In questo articolo analizzeremo nel dettaglio quali sono le tipologie più belle da tenere in casa, curandole con estrema attenzione per mantenerle sempre in salute, lucenti e rigogliose. Non c’è infatti nulla di peggio che una pianta secca tra le mura domestiche, che genera un senso di disagio e sciatteria che coinvolge l’intera area, anche se perfetta. Abbiamo già visto sia come curare le piante con macchie marroni, che come pulire le foglie delle piante, fondamentale per queste piante che fanno delle foglie grandi il loro punto di forza a livello estetico.

Monstera

Monstera

Si tratta di una variante piuttosto comune, caratterizzata da un fusto leggero che si dirama in più direzioni, ornato di foglie grandi dalla forma allungata e bucate all’interno, quasi a creare un disegno di intagli. Il colore è decisamente un verde scuro e la resa all’interno di un semplice vaso davvero notevole.

La lucentezza della superficie può essere mantenuta solo se viene esposta correttamente, poiché non tollera la luce diretta del sole, soprattutto per un periodo di tempo troppo prolungato. Il consiglio è quello di collocarla in una zona di semi ombra, in prossimità della finestra ma lontana dai raggi.

Strelitzia Nicolai

Parliamo di una delle piante più di moda al momento, presente in numerose abitazioni alle quali si è voluto donare un tocco di eleganza e di natura. Detta anche uccello del paradiso, presenta foglie verde chiaro dalla forma allungata e leggera, crescendo fino a raggiungere notevoli dimensioni se piantata all’interno di un grande vaso.

Al contrario della precedente, necessita di essere esposta a una grande quantità di luce, come la sua origine tropicale richiede.

L’annaffiatura deve essere regolare e costante, soprattutto nel corso dei mesi estivi, poiché tende a seccarsi con estrema facilità. L’ornamento che dona alla casa è notevole sotto tutti i punti di vista, rendendosi perfetta ad essere collocata in ogni zona della casa e facendo sempre la sua figura.

Banano

Divertente e allo stesso tempo ornamentale è il banano, che è presente in natura in numerose varianti, compresa quella da vaso che difficilmente riesce a produrre frutti. Tuttavia presenta enormi foglie di grande suggestione, che creano un effetto quasi da giungla anche all’interno del contesto più basico. Non a caso la abbiamo consigliata come pianta da regalare per il compleanno, per dare un tocco di originalità alla casa del destinatario.

Tende a svilupparsi verso l’alto con un tronco forte e robusto, che necessita di essere annaffiato di frequente per mantenere la sua struttura e durare nel tempo. La cura richiesta non è affatto impegnativa e prevede un’esposizione non diretta alla luce, in un luogo fresco e arieggiato.

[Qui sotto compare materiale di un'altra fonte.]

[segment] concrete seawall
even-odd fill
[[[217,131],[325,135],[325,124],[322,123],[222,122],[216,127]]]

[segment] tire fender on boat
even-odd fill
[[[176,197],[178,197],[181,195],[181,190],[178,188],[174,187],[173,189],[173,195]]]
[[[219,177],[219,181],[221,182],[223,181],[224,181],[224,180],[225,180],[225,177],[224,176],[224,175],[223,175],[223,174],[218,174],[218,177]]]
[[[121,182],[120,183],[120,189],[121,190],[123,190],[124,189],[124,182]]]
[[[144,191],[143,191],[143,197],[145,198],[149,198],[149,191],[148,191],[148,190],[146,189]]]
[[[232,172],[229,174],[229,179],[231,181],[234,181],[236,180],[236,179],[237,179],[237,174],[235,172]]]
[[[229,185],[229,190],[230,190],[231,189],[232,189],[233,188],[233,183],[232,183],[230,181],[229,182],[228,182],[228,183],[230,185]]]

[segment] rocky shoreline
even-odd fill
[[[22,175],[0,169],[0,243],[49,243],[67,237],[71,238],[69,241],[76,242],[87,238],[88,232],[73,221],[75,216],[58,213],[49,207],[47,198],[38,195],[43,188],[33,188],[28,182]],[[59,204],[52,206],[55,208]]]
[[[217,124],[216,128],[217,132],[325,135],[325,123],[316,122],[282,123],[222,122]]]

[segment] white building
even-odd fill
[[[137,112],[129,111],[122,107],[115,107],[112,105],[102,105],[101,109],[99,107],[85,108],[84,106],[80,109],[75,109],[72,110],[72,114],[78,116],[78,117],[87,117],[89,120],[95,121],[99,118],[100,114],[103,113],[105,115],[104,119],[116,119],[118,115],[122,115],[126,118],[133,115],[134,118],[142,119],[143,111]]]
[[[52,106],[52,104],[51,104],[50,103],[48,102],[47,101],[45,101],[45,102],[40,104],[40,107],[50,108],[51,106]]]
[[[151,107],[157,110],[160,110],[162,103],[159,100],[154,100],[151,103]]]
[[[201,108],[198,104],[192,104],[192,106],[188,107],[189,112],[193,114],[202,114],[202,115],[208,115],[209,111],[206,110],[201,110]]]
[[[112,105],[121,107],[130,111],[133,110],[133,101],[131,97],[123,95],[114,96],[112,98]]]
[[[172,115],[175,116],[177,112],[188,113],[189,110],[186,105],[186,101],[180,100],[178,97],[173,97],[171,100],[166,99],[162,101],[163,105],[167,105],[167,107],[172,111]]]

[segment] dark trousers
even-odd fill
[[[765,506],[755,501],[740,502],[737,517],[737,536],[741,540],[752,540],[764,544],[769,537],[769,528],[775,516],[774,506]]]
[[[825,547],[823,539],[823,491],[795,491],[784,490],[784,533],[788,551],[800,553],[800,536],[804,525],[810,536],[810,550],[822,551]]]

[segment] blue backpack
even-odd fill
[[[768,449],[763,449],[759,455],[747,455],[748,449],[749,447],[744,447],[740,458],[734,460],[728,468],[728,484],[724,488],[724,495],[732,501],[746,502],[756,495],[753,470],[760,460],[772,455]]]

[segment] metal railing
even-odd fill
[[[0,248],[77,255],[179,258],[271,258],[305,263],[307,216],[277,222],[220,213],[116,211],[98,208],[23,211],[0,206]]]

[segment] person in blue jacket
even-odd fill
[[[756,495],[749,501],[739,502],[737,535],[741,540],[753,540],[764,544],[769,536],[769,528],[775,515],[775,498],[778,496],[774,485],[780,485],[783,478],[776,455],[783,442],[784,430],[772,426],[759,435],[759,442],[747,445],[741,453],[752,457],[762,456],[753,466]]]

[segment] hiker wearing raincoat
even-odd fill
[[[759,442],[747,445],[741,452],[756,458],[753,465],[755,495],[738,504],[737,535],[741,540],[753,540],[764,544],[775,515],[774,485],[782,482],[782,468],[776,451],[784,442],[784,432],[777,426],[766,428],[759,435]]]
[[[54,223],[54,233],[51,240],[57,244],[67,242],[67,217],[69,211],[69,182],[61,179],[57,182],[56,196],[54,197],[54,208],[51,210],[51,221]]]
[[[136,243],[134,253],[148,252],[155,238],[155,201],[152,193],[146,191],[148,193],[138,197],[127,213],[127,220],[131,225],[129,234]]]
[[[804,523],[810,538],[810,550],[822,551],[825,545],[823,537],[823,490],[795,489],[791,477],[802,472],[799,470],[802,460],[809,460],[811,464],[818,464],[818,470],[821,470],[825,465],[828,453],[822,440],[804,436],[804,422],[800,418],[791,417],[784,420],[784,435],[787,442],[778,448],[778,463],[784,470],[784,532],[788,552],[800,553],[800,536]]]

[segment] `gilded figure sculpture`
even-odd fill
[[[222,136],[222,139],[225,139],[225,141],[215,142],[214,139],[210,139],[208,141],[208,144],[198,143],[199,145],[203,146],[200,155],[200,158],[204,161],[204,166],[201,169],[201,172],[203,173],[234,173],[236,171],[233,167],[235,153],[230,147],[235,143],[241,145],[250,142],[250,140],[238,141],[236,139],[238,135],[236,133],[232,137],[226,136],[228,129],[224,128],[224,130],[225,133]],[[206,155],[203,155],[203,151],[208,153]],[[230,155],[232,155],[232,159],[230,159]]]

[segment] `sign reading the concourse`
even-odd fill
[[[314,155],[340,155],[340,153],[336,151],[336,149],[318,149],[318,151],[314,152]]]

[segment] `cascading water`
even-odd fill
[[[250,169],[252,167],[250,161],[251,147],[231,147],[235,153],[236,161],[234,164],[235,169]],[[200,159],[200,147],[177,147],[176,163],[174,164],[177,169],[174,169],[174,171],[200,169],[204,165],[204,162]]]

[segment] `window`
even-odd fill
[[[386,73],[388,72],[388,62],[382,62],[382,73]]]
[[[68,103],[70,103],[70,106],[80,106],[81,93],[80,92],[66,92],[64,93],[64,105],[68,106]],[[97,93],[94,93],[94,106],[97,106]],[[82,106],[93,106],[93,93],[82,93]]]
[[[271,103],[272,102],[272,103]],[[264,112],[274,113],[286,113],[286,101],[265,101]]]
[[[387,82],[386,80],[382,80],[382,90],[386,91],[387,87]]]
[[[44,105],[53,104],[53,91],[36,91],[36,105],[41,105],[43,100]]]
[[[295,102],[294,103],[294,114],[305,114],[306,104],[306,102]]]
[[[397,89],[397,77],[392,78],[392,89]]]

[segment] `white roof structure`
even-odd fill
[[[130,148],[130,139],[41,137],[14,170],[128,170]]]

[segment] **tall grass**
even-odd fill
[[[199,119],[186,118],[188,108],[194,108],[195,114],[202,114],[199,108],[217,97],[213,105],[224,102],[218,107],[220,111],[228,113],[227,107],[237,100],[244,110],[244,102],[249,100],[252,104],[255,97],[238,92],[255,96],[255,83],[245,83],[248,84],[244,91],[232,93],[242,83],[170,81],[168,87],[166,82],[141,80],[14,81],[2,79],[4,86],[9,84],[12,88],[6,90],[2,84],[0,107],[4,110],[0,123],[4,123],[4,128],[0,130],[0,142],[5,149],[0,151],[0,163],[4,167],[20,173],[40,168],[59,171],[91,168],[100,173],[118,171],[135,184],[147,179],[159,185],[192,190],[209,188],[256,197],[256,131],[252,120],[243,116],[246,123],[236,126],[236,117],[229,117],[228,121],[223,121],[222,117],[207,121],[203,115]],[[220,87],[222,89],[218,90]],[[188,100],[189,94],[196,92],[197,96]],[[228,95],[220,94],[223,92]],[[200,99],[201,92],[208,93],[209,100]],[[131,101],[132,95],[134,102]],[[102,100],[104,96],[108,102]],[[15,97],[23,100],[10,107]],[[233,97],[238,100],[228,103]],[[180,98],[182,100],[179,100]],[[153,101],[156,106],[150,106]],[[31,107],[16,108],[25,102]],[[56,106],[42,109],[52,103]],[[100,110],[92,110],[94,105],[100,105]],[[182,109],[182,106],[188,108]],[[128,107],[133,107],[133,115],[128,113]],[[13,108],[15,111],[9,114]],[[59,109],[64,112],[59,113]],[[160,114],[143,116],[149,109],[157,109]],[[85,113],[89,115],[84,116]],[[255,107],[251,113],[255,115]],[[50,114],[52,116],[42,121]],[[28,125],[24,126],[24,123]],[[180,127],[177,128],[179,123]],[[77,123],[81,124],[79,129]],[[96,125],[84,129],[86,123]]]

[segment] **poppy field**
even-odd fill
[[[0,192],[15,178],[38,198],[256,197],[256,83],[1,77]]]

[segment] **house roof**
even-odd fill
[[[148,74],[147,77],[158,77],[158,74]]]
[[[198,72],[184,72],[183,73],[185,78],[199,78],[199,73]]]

Si tratta di una pianta che teme i ristagni di liquidi, quindi fate molta attenzione a scegliere un terreno perfettamente drenante.

Dieffenbachia

Dieffenbachia

Questa gradevole variante si caratterizza per delle foglie molto ampie, verde scuro all’esterno e quasi bianche all’interno, che formano un contrasto davvero elegante da inserire all’interno delle mura domestiche. La lucentezza tende a permanere per tutto l’anno, soprattutto se la manutenzione viene effettuata regolarmente. Attenzione se avete animali domestici, perché si tratta di una pianta velenosa per i gatti.

Necessita infatti di poche ma precise cure, come la collocazione lontana da fonti di calore e dall’azione diretta dei raggi solari e un‘innaffiatura poco frequente, poiché tende ad assorbire una grande quantità di umidità, rilasciandola lentamente nel tempo. Il rischio è quello di creare pericolosi ristagni di liquido, evitabili attraverso un terreno drenante.